Par-delà le score nul concédé face à la Zambie lors de son entrée en lice à la CAN 2025, le Mali a surtout offert l’image d’une nation incapable de transformer son immense potentiel en victoire durable. Sur la pelouse comme dans la société, les Aigles semblent condamnés à buter sur le même obstacle : l’absence d’un projet collectif inclusif.
Mohamed AG Ahmedou journaliste
Lundi 22 décembre, à Casablanca, le Mali disputait son premier match officiel de la Coupe d’Afrique des nations seniors 2025 face à la Zambie.

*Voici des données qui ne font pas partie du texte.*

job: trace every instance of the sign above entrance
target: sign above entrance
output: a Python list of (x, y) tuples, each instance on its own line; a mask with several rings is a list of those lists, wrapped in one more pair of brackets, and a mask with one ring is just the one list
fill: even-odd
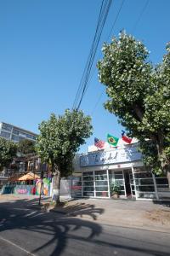
[(115, 149), (113, 151), (100, 151), (80, 156), (80, 166), (94, 166), (139, 160), (142, 154), (136, 147)]

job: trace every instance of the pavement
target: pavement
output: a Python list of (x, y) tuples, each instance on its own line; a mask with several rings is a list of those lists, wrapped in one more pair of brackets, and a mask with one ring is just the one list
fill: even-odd
[(36, 196), (0, 195), (0, 255), (170, 255), (168, 204), (63, 201), (48, 209), (46, 197), (39, 207)]

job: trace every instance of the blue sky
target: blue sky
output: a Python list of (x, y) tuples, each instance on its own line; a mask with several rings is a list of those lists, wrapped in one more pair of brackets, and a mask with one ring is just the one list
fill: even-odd
[[(94, 125), (94, 135), (81, 151), (94, 143), (94, 137), (105, 140), (108, 132), (121, 136), (117, 119), (104, 109), (105, 87), (98, 81), (95, 67), (121, 3), (112, 3), (94, 75), (81, 106), (92, 114)], [(170, 1), (149, 0), (139, 20), (145, 3), (125, 0), (112, 35), (117, 36), (122, 29), (133, 34), (145, 44), (150, 60), (157, 63), (170, 39)], [(0, 1), (0, 120), (38, 132), (37, 125), (50, 113), (61, 114), (71, 108), (100, 4), (99, 0)]]

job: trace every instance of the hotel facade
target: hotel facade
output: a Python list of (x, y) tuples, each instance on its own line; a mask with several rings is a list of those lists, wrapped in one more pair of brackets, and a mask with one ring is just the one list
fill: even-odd
[(72, 197), (110, 198), (110, 183), (121, 186), (120, 198), (170, 200), (168, 180), (146, 170), (139, 144), (92, 151), (76, 156)]

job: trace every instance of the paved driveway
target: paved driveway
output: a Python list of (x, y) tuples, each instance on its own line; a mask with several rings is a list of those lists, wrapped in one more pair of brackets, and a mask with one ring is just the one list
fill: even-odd
[[(168, 232), (122, 227), (99, 218), (116, 206), (125, 211), (128, 202), (76, 201), (62, 211), (47, 212), (38, 208), (35, 197), (0, 200), (0, 255), (169, 255)], [(135, 202), (130, 206), (137, 210)], [(74, 217), (68, 215), (71, 210)], [(82, 218), (81, 211), (85, 211)]]

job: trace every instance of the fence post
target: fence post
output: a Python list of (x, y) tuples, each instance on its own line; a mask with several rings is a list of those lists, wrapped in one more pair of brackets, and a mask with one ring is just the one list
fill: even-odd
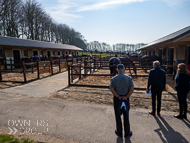
[(73, 68), (74, 68), (74, 67), (72, 67), (72, 66), (73, 66), (73, 65), (71, 65), (71, 82), (73, 83), (73, 75), (72, 75), (72, 74), (74, 74), (74, 73), (73, 73)]
[(102, 58), (100, 57), (100, 67), (102, 66)]
[(39, 61), (37, 61), (37, 74), (38, 74), (38, 79), (40, 78), (40, 67), (39, 67)]
[(59, 58), (59, 72), (61, 72), (61, 60)]
[(87, 67), (87, 61), (84, 61), (84, 74), (87, 74), (86, 67)]
[(1, 63), (0, 63), (0, 81), (2, 81)]
[(11, 64), (11, 72), (13, 72), (12, 58), (10, 58), (10, 64)]
[(96, 68), (96, 59), (94, 59), (94, 72), (95, 72), (95, 68)]
[(22, 63), (22, 66), (23, 66), (24, 83), (26, 83), (26, 67), (24, 62)]
[(68, 84), (71, 85), (71, 82), (70, 82), (70, 65), (68, 65)]
[[(38, 62), (38, 61), (37, 61), (37, 62)], [(34, 70), (34, 65), (32, 64), (32, 73), (34, 73), (34, 71), (33, 71), (33, 70)]]
[(53, 62), (50, 60), (50, 66), (51, 66), (51, 75), (53, 75)]
[(79, 64), (79, 73), (80, 73), (80, 75), (79, 75), (79, 79), (81, 79), (81, 63)]

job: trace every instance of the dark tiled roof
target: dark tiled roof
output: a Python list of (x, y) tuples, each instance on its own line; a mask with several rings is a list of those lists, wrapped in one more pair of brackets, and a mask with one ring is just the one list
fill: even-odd
[(17, 47), (82, 51), (81, 48), (78, 48), (78, 47), (72, 46), (72, 45), (64, 45), (64, 44), (57, 44), (57, 43), (51, 43), (51, 42), (26, 40), (26, 39), (18, 39), (18, 38), (3, 37), (3, 36), (0, 36), (0, 46), (17, 46)]
[(146, 46), (143, 46), (142, 48), (140, 48), (138, 50), (141, 50), (141, 49), (144, 49), (144, 48), (156, 45), (156, 44), (160, 44), (160, 43), (163, 43), (163, 42), (174, 41), (174, 40), (177, 40), (177, 39), (179, 39), (179, 38), (181, 38), (181, 37), (183, 37), (183, 36), (185, 36), (185, 35), (187, 35), (189, 33), (190, 33), (190, 26), (188, 26), (188, 27), (186, 27), (184, 29), (181, 29), (181, 30), (179, 30), (177, 32), (174, 32), (174, 33), (172, 33), (170, 35), (167, 35), (167, 36), (165, 36), (163, 38), (160, 38), (160, 39), (158, 39), (156, 41), (153, 41), (153, 42), (147, 44)]

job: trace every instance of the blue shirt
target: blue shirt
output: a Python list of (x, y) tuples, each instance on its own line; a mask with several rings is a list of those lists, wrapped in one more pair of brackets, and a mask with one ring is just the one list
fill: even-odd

Une rencontre que les Aigles semblaient avoir en main sans jamais la dominer pleinement. En première période, Néné Dorgelès, ailier rapide et percutant, obtient un penalty. El Bilal Touré, numéro 9, s’en charge. Il le manque.
À l’heure de jeu, Lassine Sinayoko ouvre finalement le score à la suite d’un cafouillage dans la surface zambienne. Mais le Mali, fidèle à ses errements, recule, se contente de gérer. La Zambie, sans forcer, attend les dix dernières minutes pour mettre la pression et égaliser presque tranquillement.
Un nul frustrant, mais loin d’être surprenant.
Une histoire sportive qui se répète:
Le Mali n’a jamais battu la Zambie en match officiel, toutes catégories confondues. Le traumatisme le plus marquant reste la demi-finale de la CAN 1994 en Tunisie, où les Chipolopolo avaient écrasé les Aigles sur un score sans appel de 4–0.
Trente ans plus tard, les mêmes causes semblent produire les mêmes effets : manque de réalisme, fébrilité mentale, incapacité à tuer un match. Pourtant, le paradoxe malien demeure entier. Le pays regorge de talents, exporte des joueurs dans les meilleurs championnats européens, mais n’a jamais remporté la Coupe d’Afrique des nations chez les seniors.
Des boucs émissaires ?
Après le match, la colère s’est cristallisée sur El Bilal Touré, accusé d’avoir “coûté la victoire”. Certains supporters sont allés jusqu’à affirmer qu’un supporter serait décédé dans les tribunes à cause du penalty manqué, une narration émotionnelle souvent utilisée pour désigner un coupable.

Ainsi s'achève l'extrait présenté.